O especialista revela que se impressiona com a surpresa das pessoas quando fala sobre o assunto, e isto o levou a entender que o tema circula pouco fora das bolhas acadêmicas. Ele diz que procura resgatar as experiências cotidianas das pessoas: se há saneamento básico, transporte, acesso ao sistema de saúde, escolas, equipamentos de culturas e coleta de lixo nos territórios onde vivem.

“Qual é a cor da maioria dos moradores de sua comunidade. E como essas regiões são impactadas por extremos climáticos. E a partir das respostas eu explico que a realidade dessas pessoas é atravessada pelo racismo ambiental, uma vez que a exclusão social/racial está posta em uma população majoritariamente negra, pobre e periférica”, disse ele.

Área impactada por fortes chuvas/ Foto: Tomaz Silva/Agência Brasil

O intelectual entende que cada região brasileira possui suas particularidades, mas mesmo assim o racismo ambiental se faz presente em todas elas. Marco explica que como vivemos num país continental, as especificidades culturais e regionais afetam as populações e seus territórios originais de muitas maneiras.

“Se pensarmos nos povos originários que sofrem os impactos diretos do desmatamento, das queimadas, da contaminação dos rios e dos peixes por mercúrio do garimpo ilegal, a violência dos grileiros e dos narcotraficantes, a exclusão étnico-racial em áreas demarcadas é terrível. Nesse caso, o racismo ambiental tem uma ação direta com o extermínio de povos originários e suas culturas”, ressalta.

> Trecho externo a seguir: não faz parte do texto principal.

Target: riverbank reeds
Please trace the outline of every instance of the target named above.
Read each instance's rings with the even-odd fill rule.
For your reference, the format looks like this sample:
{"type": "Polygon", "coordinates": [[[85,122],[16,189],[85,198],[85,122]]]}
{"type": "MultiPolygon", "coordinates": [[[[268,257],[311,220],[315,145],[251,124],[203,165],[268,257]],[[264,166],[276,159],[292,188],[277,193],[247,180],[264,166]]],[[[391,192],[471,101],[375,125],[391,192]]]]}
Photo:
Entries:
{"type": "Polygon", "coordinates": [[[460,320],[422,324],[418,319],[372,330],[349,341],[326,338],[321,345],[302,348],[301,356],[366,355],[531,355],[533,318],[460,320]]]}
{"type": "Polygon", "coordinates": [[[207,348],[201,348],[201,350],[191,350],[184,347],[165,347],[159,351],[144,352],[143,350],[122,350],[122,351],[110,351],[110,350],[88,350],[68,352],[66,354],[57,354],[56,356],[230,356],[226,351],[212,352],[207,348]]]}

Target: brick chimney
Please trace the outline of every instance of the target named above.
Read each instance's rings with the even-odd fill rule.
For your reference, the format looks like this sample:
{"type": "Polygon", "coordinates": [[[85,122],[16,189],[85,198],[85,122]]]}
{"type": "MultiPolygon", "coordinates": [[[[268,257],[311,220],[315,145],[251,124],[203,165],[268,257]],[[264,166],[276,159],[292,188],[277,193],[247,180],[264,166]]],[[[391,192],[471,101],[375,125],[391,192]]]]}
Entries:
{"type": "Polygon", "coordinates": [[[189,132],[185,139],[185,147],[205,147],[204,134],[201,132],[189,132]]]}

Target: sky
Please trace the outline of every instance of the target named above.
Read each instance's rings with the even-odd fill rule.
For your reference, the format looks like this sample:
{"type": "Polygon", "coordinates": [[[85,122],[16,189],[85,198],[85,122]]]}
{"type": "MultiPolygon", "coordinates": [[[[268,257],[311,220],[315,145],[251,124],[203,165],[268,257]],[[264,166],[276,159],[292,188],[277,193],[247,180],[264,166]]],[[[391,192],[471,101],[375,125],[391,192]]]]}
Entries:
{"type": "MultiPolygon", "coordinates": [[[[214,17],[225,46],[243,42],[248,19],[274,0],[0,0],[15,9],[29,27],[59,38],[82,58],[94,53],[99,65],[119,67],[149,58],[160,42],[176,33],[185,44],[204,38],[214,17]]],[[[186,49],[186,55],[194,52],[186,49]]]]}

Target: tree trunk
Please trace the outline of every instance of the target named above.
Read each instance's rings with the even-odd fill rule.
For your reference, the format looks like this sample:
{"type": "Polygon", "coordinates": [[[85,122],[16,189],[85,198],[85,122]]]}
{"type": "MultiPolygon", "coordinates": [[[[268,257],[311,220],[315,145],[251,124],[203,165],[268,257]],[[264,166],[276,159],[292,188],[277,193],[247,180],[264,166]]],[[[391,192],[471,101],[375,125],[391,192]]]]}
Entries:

Ele lembra que ação semelhante acontece com comunidades quilombolas, ribeirinhas e caiçaras e fala sobre apartheid social no ambiente urbano, que segundo ele, limita os espaços da população negra e pobre a territórios precários e insalubres, que se distribuem em encostas ou as margens de rio.

Projeto Político

Para Marcos além da causa e efeito relacionados ao racismo ambiental, há um projeto político que opera historicamente na manutenção das desigualdades que afetam territórios periféricos com maioria da população vulnerável.

“O que inclui, aos fatores que já mencionei, a dificuldade ao acesso a escolas e a saúde. Uma população que não é capaz de compreender a sua realidade por conta da baixa escolaridade e adoecida por conta das condições de precariedade em que vivem, não é capaz de perceber as sutilezas perversas promovidas pelo racismo ambiental”, explicou.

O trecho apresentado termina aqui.